PENALARAN LOGIS
IDE
Ide/Gagasan seringkali dipersepsikan sama dengan
"konsep". Padahal, secara etimologis keduanya berbeda artinya.
Ide dan konsep dalam logika adalah sama artinya, ide adalah model pikiran" (Ensiklopedia Filsafat Stanford). Ide dipahami sebagai cara yang dianggap (atau contoh dari pikiran atau manifestasi pikiran). Jika dijelaskan bahwa esensi atau sifat pikiran adalah berpikir, maka ide adalah cara berpikir yang mewakili obyek untuk pikiran. Secara praksis, Descartes membagi ide menjadi tiga: ide bawaan (innate idea), ide adventif (adventitious idea), dan ide tiruan (factitious idea). Pembagian itu menjelaskan adanya Tuhan, manusia dan alam semesta. Ide bawaan (tak terbatas) adalah gagasan Tuhan, ide adventif (terbatas pada pikiran) adalah gagasan manusia, dan ide tiruan adalah gagasan (terbatas pada tubuh) adalah alam semesta. Ide adventif tergantung pada ide bawaan. Ide adventif adalah apa yang direnungkan oleh pikiran. Ide tiruan adalah ide independen, hal-hal yang ada eksternal dari pikiran. Oleh karena itu, ide sebagai obyek perwakilan dari pikiran.

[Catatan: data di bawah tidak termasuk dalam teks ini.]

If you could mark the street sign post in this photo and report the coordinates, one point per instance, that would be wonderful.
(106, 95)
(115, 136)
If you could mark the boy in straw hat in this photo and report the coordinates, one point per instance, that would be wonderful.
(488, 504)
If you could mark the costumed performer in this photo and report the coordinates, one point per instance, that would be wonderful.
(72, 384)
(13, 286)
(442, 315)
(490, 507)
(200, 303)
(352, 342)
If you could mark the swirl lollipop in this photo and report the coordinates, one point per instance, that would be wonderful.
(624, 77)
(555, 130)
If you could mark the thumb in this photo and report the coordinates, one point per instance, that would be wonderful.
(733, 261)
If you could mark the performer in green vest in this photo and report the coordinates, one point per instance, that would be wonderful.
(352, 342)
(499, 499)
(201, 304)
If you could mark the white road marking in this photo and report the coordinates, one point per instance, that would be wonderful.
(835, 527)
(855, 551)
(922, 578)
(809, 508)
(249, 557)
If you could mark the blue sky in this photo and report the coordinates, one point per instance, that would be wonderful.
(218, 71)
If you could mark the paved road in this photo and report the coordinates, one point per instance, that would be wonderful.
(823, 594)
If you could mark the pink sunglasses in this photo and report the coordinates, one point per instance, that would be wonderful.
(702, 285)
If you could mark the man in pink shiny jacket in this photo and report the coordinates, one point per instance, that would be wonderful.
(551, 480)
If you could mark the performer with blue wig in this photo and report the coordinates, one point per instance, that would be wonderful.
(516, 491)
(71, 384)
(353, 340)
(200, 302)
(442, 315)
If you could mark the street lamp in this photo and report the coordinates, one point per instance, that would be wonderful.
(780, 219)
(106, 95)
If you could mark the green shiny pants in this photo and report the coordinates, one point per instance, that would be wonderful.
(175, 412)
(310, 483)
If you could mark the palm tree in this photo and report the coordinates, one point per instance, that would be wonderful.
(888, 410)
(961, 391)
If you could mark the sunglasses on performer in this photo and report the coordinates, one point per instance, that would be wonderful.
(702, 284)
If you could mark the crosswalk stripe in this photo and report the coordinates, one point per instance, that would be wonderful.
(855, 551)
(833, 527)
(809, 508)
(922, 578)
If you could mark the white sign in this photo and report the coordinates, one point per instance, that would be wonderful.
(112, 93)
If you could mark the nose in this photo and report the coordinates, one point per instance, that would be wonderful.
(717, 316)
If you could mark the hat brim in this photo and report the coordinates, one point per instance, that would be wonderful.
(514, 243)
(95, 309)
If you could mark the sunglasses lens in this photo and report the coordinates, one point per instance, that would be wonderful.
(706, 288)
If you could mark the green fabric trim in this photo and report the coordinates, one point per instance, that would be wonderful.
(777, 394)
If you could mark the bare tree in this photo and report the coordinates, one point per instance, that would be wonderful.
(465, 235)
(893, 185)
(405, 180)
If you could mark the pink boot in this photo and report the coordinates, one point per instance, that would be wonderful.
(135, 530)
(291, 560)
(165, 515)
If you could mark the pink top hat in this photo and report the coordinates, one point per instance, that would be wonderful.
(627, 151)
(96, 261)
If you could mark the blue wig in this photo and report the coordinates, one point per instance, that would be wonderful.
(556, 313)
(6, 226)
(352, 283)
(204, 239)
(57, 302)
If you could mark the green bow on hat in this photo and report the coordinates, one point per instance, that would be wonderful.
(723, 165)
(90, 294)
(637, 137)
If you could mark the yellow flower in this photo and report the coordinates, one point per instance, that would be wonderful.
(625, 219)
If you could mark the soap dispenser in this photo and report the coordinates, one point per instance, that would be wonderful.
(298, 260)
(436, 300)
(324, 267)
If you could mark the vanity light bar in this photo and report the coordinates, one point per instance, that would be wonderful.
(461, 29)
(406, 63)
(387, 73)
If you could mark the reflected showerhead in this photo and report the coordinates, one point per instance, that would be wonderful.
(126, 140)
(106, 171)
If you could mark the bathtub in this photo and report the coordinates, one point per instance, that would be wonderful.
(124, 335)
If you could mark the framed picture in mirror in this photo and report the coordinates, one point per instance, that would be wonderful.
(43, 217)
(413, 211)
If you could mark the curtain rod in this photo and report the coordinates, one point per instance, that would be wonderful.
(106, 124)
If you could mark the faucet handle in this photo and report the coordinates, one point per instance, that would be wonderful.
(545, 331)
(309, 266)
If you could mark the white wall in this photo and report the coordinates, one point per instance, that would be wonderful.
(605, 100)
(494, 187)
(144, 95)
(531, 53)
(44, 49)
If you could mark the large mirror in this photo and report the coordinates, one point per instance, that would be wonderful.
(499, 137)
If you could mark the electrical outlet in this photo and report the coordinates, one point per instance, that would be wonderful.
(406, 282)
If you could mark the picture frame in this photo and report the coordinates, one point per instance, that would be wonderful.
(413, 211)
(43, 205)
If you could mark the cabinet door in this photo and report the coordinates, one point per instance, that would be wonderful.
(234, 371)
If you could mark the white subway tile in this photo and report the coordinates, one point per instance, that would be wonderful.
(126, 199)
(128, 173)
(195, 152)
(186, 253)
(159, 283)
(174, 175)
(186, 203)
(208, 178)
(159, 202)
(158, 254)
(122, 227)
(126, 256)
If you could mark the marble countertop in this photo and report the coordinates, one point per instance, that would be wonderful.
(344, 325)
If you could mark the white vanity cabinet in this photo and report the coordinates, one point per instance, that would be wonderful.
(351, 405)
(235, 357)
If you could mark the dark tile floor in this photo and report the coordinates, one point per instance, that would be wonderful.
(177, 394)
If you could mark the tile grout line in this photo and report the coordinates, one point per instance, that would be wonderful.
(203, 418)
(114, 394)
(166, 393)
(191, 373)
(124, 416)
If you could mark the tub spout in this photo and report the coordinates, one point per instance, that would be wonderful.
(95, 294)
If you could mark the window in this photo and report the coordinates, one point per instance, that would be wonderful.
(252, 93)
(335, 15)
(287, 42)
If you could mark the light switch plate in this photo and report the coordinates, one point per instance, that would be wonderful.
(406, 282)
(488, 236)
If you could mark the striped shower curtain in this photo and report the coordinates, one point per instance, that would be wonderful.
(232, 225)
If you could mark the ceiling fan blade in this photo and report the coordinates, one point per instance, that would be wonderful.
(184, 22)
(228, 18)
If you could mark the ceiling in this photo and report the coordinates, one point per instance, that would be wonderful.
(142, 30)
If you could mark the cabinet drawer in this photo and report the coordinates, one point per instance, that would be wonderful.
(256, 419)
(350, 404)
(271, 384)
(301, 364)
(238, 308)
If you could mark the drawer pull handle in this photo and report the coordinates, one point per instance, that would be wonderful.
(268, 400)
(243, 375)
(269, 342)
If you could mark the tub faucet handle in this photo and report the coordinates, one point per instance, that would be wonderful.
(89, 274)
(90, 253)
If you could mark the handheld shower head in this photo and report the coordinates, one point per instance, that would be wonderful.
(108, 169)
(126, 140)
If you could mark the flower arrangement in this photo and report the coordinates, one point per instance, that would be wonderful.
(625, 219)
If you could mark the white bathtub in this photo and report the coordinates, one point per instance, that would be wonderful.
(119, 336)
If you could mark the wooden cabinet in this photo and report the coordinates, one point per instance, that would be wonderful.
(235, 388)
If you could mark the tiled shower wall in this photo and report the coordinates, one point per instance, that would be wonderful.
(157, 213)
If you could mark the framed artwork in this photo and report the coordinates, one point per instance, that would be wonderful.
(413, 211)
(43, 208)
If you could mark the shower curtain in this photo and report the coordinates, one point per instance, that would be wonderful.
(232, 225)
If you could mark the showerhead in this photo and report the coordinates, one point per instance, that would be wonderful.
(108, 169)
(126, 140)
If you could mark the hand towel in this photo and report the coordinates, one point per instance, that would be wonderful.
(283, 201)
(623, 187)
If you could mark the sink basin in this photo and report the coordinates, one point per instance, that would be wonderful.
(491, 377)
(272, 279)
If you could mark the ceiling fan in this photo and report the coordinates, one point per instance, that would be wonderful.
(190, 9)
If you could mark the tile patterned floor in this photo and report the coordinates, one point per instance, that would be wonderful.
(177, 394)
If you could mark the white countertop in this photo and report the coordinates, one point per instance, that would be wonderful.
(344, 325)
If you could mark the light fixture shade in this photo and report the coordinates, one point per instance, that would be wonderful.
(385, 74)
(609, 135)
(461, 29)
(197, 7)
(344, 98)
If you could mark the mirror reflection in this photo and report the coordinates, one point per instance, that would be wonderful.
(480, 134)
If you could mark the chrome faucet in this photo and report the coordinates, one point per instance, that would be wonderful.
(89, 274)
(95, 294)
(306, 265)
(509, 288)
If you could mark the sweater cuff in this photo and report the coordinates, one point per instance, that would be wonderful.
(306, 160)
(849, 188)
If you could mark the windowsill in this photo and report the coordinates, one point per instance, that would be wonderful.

Tentunya, sebagai model atau bentuk pikiran, ide memunculkan konsep.
Contoh
Lihat
paper yang berjudul Konflik Agama, Islam
dan Multikulturalisme
(https://multikulturalui.files.wordpress.com/2013/05/prosiding-simg-ui-2012-jilid-2-04.pdf)
Ide
bawaan : Keadilan
Ide
tiruan : Kebebasan manusia
Ide
adventif : Integrasi sosial di negara
Indonesia
KONSEP
DAN TERM
Definisi
"KONSEP" atau PENGERTIAN adalah "hasil tangkapan akal
manusia mengenai sesuatu obyek, baik material maupun non-material" (Bakry:
2012: 2.3). Lebih sederhana, konsep adalah "hasil kegiatan akal budi
(pikiran) manusia" (Hayon, 2001: 29). Hasil pikiran manusia berupa
"gambaran" atau "lukisan" yang bersifat abstrak dan umum,
tidak menunjuk kepada obyek dalam waktu, tempat dan ciri-ciri tertentu. Misal,
konsep kucing yang hakikatnya bersifat abstrak dan umum, bukan hanya kucing di
toko, di rumah, atau di restoran. Karena itu, konsep atau pengertian secara
terminologis adalah "gambaran abstrak dan umum yang dibentuk dan dimiliki
oleh pikiran tentang hakikat obyek" (Hayon, 30). Maka, dapat dipahami
perbedaan antara ide dan konsep. Jika konsep merupakan hasil pikiran, maka ide
adalah bentuk pikiran.
Contoh
Konsep:
“Kebebasan
dapat ditemukan dengan mewujudkan keadilan.”
(Lihat
paper di
https://multikulturalui.files.wordpress.com/2013/05/prosiding-simg-ui-2012-jilid-2-04.pdf)
Untuk
mengungkapkan konsep itu secara lahiriah disebut "TERM". Term
terdiri dari "kata". Jika terdiri dari satu kata disebut term
sederhana, dan jika terdiri dari lebih dari satu kata disebut term kompleks.
Contohnya, baju (term sederhana) dan kampus terpadu (term kompleks).
Contoh:
Term sederhana :
Kebebasan
Term kompleks :
Integrasi sosial
MACAM-MACAM TERM
Term
dapat dipahami dari pengertian sebuah kata, yang terdiri dari: KONOTASI dan
DENOTASI. Konotasi menjelaskan tentang "isi pengertian" dari kata.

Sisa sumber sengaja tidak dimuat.